An actor of traditional Hindu dramas meets an adolescent girl who turns out to be his half-sister. A man returns to Goa from Mozambique to father a child for a family whose unmarried daughters has produced no heirs. Another man feels out of place in his family home after returning from Portugal to get a university education, as a woman waits faithfully for him to return. A forbidden romance blooms between a Christian girl and a Hindu boy.
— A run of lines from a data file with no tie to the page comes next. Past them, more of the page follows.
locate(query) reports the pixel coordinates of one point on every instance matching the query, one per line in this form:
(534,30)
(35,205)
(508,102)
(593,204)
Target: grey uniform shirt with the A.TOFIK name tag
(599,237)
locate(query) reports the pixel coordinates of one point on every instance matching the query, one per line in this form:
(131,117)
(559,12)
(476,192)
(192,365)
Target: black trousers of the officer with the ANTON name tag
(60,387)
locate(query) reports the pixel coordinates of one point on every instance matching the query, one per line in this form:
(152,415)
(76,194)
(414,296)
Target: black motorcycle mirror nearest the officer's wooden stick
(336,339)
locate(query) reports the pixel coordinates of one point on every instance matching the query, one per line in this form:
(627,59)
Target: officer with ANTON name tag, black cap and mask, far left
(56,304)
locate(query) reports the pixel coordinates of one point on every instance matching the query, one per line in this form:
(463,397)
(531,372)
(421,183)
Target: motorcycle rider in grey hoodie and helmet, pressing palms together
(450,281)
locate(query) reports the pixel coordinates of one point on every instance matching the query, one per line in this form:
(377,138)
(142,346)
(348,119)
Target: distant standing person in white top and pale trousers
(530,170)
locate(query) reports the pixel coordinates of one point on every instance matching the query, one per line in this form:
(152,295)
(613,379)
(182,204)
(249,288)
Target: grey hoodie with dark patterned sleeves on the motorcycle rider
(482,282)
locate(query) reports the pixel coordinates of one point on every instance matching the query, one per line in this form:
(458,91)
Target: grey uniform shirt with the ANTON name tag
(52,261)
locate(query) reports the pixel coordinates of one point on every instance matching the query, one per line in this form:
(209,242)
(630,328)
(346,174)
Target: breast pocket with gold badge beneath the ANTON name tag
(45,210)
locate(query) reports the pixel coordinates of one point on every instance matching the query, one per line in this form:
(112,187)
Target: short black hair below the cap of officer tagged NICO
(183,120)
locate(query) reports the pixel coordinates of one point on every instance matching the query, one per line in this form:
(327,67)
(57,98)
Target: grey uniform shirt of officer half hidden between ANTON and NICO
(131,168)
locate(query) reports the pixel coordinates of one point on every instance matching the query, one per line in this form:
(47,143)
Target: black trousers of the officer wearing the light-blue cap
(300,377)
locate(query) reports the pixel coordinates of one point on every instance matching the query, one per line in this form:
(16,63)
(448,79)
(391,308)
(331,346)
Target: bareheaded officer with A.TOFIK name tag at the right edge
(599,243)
Through these stories, written with a mix of poignant nostalgia and sharp criticism, Vimala Devi recreates the colonial Goa of her childhood. First published in 1963, two years after the Portuguese colony became part of India, Monsoon is a cycle of twelve stories that vary in tone. By turns satirical, desolate, tender, humorous and dramatic, they come together through a subtle interplay of echoes, parallels and cross-references to form a composite picture of a world gone by. They delve into divisions of caste, religion, language and material privilege, setting them off against a common historical experience and deeply felt attachment to the land.
Translations of what might now consider Indian literature in Portuguese are few and far between. This rendition of Monsoon, which includes a critical and contextualizing introduction by Jason Keith Fernandes, allows contemporary readers a rare glimpse into a colonial society significantly different from the British Indian mainstream, filtered through a language and mindset that barely survives.